The best way to do this is to begin with your ideal prospect. Who are they? What are their problems? How can you help? How do they take the next step?
Miller explains the buyer’s journey this way: a hero (the buyer) has a problem and meets a guide (your dealership) who has a plan and calls the hero to action that ends in success, helping them avoid failure. This simple template for content helps dealers focus their message to resonate with clients while calling them to take action.
Add Calls to Action
If you have a sales rep who doesn’t close, you’re probably going to fire them. What about your website? Does it close? Other than a “Contact Us” page, most dealer websites don’t close for the next step. It’s no wonder dealers are disillusioned with the internet—you’d be just as disillusioned with your sales force if they didn’t close.
Closes on websites are known as calls to action, or CTAs in the marketing world. Much like a sales rep uses different types of closes depending on whether they are asking for an appointment, a demo, or the order, your website CTAs need to do the same thing.
- Early in the buying cycle, the buyer is researching. We call this the Awareness stage. An appropriate CTA would be special report on how other companies are leveraging technology to solve a specific problem.
- In the middle of the buying cycle, the buyer is considering their options. Buyer’s guides that compare the options are an example of a good CTA at this point.
- Later in the buying cycle, the buyer is ready to engage. Offer them a logical next step with something like a meeting, an assessment or a network health review.
As prospects fill out forms on your website, you need to respond quickly and appropriately. HBR research showed that an online request should be responded to within an hour. Even better, many dealer websites offer online chat as a convenient way for buyers to engage. To provide a fast response to online inquiries, many dealers are considering inside sales people who can respond to web leads while also doing outbound prospecting.
Reps must also respond appropriately.
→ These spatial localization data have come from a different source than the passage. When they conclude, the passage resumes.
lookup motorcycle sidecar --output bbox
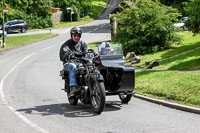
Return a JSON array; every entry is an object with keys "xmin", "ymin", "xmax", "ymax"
[{"xmin": 95, "ymin": 42, "xmax": 135, "ymax": 103}]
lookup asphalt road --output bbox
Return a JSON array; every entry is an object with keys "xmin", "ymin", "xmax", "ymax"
[{"xmin": 1, "ymin": 0, "xmax": 200, "ymax": 133}]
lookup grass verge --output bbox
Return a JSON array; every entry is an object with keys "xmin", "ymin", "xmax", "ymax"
[
  {"xmin": 0, "ymin": 33, "xmax": 56, "ymax": 51},
  {"xmin": 88, "ymin": 43, "xmax": 97, "ymax": 50},
  {"xmin": 135, "ymin": 31, "xmax": 200, "ymax": 68},
  {"xmin": 135, "ymin": 70, "xmax": 200, "ymax": 108},
  {"xmin": 134, "ymin": 31, "xmax": 200, "ymax": 107},
  {"xmin": 157, "ymin": 48, "xmax": 200, "ymax": 70}
]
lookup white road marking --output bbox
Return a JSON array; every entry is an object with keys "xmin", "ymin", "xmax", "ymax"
[
  {"xmin": 0, "ymin": 53, "xmax": 49, "ymax": 133},
  {"xmin": 40, "ymin": 45, "xmax": 55, "ymax": 52}
]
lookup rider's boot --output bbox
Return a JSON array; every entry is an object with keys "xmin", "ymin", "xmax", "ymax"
[{"xmin": 69, "ymin": 86, "xmax": 79, "ymax": 98}]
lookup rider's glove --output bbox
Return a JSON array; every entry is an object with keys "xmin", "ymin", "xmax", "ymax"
[
  {"xmin": 64, "ymin": 50, "xmax": 71, "ymax": 56},
  {"xmin": 64, "ymin": 51, "xmax": 74, "ymax": 61},
  {"xmin": 69, "ymin": 54, "xmax": 76, "ymax": 59}
]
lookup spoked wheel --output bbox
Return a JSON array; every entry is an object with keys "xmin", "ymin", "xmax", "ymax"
[
  {"xmin": 119, "ymin": 93, "xmax": 132, "ymax": 104},
  {"xmin": 90, "ymin": 79, "xmax": 106, "ymax": 114}
]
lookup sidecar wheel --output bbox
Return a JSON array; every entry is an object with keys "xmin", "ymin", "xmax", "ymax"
[
  {"xmin": 90, "ymin": 80, "xmax": 106, "ymax": 114},
  {"xmin": 119, "ymin": 93, "xmax": 132, "ymax": 104},
  {"xmin": 68, "ymin": 96, "xmax": 78, "ymax": 105}
]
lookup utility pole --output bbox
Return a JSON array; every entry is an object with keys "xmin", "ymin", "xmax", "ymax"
[{"xmin": 113, "ymin": 17, "xmax": 118, "ymax": 35}]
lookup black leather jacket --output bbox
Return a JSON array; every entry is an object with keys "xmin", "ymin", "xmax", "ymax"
[{"xmin": 59, "ymin": 39, "xmax": 88, "ymax": 63}]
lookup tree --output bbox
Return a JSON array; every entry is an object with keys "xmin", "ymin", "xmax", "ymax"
[
  {"xmin": 1, "ymin": 0, "xmax": 92, "ymax": 29},
  {"xmin": 25, "ymin": 0, "xmax": 53, "ymax": 28},
  {"xmin": 184, "ymin": 0, "xmax": 200, "ymax": 35},
  {"xmin": 159, "ymin": 0, "xmax": 189, "ymax": 16},
  {"xmin": 2, "ymin": 0, "xmax": 53, "ymax": 29},
  {"xmin": 112, "ymin": 0, "xmax": 181, "ymax": 55}
]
When a buyer requests a special report, the sales rep needs to understand that they are early in the sales process. While the rep may think they’d prefer someone in the decision stage as a lead, the benefit of a lead at the top of the funnel is that the rep has the opportunity to guide the decision. As they told me when I started my career at Lanier in 1993, “First in wins.” Early stage leads are a great thing for sales reps!
Let’s Be Strategic In 2019
As the market becomes more competitive, we need to do everything we can to maximize sales prospecting and inbound leads. Implementing these strategies will help ensure 2019 is the best year ever.